Diese Instrumentalisierung von den EU-Institutionen, um sich innerparteilich in einem nationalen Wahlkampf zu profilieren, ist ein Zeichen von Demagogie und Populismus.

Die CSU hält die deutschen Interessen für wichtiger als die Interessen Europas

Der Vorsitzender der CSU-Landesgruppe im Bundestag Peter Ramsauer hat es klar gesagt: der CSU geht es um die deutschen Interessen, nicht um die Interessen der EU und ihrer Fortsetzung. [2] Dies zeigt, dass die Partei vor allem die EU-Entscheidungen als eine reine Durchsetzung von nationalen Egoismus versteht, und die EU als eine bloße internationale Organisation, wie die UNO, die man ignorieren sollte, solange sie den eigenen Interessen (hier der CSU) nicht mehr folgt. Das ist einfach Europafeindlichkeit, genau wie damals die Verweigerung von Frankreich unter De Gaulle, an die Sitzungen des Rates teilzunehmen, bis die anderen Mitgliedstaaten den egoistischen Willen von seinem Land akzeptierten.
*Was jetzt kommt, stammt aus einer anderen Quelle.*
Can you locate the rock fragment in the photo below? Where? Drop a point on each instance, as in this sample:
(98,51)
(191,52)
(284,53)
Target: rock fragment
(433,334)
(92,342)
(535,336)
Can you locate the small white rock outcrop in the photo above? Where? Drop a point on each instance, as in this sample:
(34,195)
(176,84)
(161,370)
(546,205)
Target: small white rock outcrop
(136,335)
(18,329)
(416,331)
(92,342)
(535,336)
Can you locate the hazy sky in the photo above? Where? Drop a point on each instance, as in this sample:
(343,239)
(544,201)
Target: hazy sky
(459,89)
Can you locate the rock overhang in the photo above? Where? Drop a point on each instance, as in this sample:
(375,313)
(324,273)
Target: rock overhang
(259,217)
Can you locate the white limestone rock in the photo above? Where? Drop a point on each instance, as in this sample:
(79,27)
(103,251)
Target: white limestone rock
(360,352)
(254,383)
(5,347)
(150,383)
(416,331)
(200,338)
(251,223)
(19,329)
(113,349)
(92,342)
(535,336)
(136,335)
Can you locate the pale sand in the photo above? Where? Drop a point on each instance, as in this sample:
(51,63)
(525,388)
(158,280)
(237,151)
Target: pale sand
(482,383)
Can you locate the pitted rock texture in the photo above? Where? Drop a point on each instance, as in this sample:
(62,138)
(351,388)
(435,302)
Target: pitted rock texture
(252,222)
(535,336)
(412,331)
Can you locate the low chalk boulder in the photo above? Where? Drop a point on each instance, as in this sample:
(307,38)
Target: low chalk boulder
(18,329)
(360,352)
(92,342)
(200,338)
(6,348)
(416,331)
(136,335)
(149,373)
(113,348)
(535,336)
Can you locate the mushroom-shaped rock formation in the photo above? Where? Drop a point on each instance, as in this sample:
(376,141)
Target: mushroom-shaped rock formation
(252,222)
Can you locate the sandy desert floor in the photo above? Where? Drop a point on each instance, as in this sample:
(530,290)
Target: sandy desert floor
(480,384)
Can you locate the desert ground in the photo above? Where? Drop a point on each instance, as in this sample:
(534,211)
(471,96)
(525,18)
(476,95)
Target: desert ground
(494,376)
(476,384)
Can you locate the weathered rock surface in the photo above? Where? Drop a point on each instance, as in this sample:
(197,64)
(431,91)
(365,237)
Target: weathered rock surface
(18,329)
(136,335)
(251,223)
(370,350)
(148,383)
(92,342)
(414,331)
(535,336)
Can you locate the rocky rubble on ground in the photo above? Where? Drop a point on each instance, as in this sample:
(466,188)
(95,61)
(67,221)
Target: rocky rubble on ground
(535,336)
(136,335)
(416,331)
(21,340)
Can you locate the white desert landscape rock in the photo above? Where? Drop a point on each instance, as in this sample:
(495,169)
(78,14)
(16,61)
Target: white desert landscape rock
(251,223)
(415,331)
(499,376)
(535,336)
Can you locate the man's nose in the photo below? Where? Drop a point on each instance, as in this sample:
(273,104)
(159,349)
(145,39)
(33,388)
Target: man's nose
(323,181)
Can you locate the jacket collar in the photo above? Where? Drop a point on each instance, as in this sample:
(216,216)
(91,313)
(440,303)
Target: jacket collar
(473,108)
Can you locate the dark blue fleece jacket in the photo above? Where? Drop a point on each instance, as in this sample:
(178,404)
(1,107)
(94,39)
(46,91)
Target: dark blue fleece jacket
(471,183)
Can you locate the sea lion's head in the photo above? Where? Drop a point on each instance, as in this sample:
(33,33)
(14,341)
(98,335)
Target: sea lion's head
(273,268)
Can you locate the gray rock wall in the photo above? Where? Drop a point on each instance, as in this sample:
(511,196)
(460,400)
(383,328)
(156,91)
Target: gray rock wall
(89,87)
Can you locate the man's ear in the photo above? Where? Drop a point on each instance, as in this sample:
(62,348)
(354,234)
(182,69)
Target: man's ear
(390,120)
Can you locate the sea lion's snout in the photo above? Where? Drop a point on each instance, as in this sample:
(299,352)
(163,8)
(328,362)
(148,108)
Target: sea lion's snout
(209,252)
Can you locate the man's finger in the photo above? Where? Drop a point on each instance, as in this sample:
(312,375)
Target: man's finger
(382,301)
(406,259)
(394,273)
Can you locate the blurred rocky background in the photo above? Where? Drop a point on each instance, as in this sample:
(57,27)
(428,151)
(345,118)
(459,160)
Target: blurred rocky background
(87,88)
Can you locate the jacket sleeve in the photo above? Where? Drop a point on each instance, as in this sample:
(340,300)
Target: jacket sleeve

Die CSU spielt mit der europäischen Integration, und instrumentalisiert das Verfahren zur Ratifizierung des Lissabon-Vertrages, um sich intern in einer Wahlkampagne zu profilieren. Sie stellt eine wichtige Grundlage der EU in Frage, und hält weiter am Mustern des Nationalstaates, wie im XIX. Jahrhundert. Dafür hat sie eine rote Karte verdient.

Der Autor bedankt sich bei Maurice Müller.